AI review is following the same path. Rather than a single, mandated system, multiple experiments are happening: Google, Meta, and Airlie himself with his Claude-based reviewer. The model? "I built side public inboxing infrastructure... it's there as an option." No decree. No mandate. Just space for experimentation.

This is where conventional wisdom fails. Most organizations would standardize on one tool. The kernel lets the system decide. The delayed payoff? A solution that actually fits the workflow, not one that forces the workflow to fit the tool. The ones who win aren’t those who adopt AI first, but those who integrate it without breaking the existing social contract.

Where Immediate Pain Creates Lasting Moats: The Unpopular Discipline of Patch Design

In a world of merge requests and giant PRs, the kernel’s obsession with small, self-contained patches seems archaic. But it’s this very discipline that creates a durable advantage.

A patch isn’t just a change--it’s the unit of review, trust, and backporting. A well-written patch series tells a story: infrastructure first, then driver core, then features. It avoids "and and but" in the commit message because that’s a sign of a patch trying to do too much.

This is painful. It requires distilling messy development into linear, logical steps. It means doing extra work--breaking up changes, writing clear summaries--before anything is submitted. Most developers would rather "just get it in."

But over time, this creates a moat. Patches that are small and self-contained are easier to review, easier to revert, and easier to backport. A security fix in a new kernel can be adapted to an old one if the original change was clean. A regression can be pinpointed and removed without collateral damage.

The immediate benefit of a sloppy, monolithic PR? Faster submission. The downstream effect? A backport nightmare, a revert that breaks unrelated functionality, and a reviewer who gives up. The kernel’s insistence on patch quality isn’t about pedantry--it’s about ensuring the system can evolve without collapsing under its own weight. The ones who gain are those willing to do the unglamorous work of writing good patches, not just fast ones.

Key Action Items

  • Design your patch series as a narrative, not a dump. Break changes into logical, self-contained steps. If your commit message has "and" or "but," split it. This pays off in 12-18 months when backports and audits become trivial.

  • Delegate authority before you need to. Build a hierarchy of trust in your project early, even if you’re still the primary reviewer. The 18-month payoff? A team that can scale without you becoming a bottleneck.

  • Integrate tooling at the edge, not the center. Don’t wait for a perfect CI system. Start with what your team can build and run locally. The delayed advantage? A solution that actually fits your workflow.

  • Treat vendor contributions with skepticism. Assume they’re optimized for the vendor’s internal needs, not your project’s health. Over the next quarter, establish review criteria that force upstreamable design.

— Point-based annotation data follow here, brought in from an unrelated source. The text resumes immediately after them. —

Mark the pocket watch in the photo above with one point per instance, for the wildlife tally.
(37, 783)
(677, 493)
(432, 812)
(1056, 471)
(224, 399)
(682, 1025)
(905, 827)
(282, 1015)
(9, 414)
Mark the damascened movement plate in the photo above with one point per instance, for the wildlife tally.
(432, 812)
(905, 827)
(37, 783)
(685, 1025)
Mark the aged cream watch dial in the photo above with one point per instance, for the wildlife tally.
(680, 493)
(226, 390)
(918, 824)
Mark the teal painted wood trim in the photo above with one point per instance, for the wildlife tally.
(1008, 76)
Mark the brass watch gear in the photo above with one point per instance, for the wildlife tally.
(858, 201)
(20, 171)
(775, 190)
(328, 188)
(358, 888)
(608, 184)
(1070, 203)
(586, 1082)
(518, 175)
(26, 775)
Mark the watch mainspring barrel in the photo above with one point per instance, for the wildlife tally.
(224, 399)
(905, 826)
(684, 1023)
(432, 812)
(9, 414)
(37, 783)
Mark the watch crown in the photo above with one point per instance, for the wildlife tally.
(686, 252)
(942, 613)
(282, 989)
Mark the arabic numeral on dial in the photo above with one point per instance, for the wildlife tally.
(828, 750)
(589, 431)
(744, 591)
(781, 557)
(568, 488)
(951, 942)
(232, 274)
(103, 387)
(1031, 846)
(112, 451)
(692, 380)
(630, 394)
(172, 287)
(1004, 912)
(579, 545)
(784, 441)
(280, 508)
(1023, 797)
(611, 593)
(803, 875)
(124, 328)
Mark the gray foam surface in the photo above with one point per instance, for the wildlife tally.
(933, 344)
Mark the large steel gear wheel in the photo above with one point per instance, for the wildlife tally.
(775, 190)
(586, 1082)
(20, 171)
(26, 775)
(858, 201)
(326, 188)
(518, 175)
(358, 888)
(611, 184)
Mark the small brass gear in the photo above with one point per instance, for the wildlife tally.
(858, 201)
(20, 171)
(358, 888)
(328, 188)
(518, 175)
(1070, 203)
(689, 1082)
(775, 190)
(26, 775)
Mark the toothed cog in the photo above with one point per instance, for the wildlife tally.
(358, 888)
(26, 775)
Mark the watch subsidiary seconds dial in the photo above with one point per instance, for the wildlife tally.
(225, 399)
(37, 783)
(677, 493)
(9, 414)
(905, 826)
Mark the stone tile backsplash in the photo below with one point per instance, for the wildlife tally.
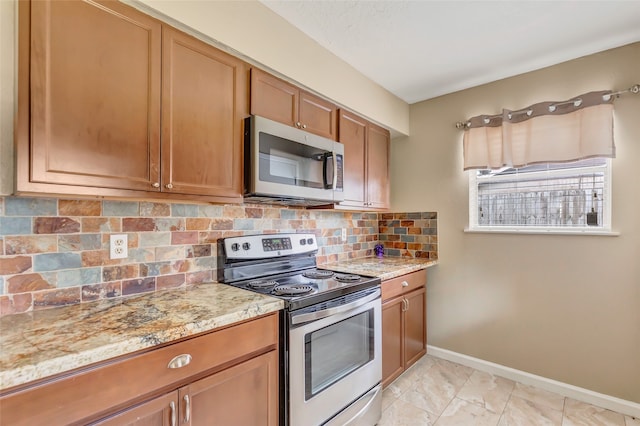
(56, 251)
(409, 234)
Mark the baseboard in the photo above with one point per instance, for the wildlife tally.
(585, 395)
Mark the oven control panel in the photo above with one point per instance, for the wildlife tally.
(268, 246)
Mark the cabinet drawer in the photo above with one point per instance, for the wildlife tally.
(403, 284)
(95, 391)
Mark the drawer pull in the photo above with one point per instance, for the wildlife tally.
(179, 361)
(172, 405)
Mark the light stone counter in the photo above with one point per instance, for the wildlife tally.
(38, 344)
(383, 267)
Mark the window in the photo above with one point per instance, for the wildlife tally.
(573, 197)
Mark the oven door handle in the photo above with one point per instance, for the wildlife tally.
(312, 316)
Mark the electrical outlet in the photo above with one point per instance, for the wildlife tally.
(118, 248)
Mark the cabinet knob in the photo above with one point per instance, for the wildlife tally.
(179, 361)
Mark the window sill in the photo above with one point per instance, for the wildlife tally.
(542, 231)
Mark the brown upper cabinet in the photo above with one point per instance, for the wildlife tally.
(366, 171)
(280, 101)
(97, 79)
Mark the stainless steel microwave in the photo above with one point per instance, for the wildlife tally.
(285, 165)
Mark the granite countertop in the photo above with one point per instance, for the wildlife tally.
(383, 267)
(39, 344)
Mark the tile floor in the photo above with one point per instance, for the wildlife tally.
(439, 392)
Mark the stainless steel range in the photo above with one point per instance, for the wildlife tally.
(330, 328)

  • Use AI review as a side channel, not a gate. Run experimental reviewers (like Airlie’s Claude system) in parallel. The signal-to-noise ratio improves over 6-12 months as models and prompts mature.

  • Measure release health by trend, not size. Track patch volume and change size over cycles. A sudden spike in large, intricate changes post-merge window is a red flag. Start tracking this next cycle.

  • Encourage new contributors to scratch personal itches. Don’t assign tasks. Point them to real problems on their own hardware. The long-term payoff? Sustained engagement and better code.

---
Handpicked links, AI-assisted summaries. Human judgment, machine efficiency.
This content is a personally curated review and synopsis derived from the original podcast episode.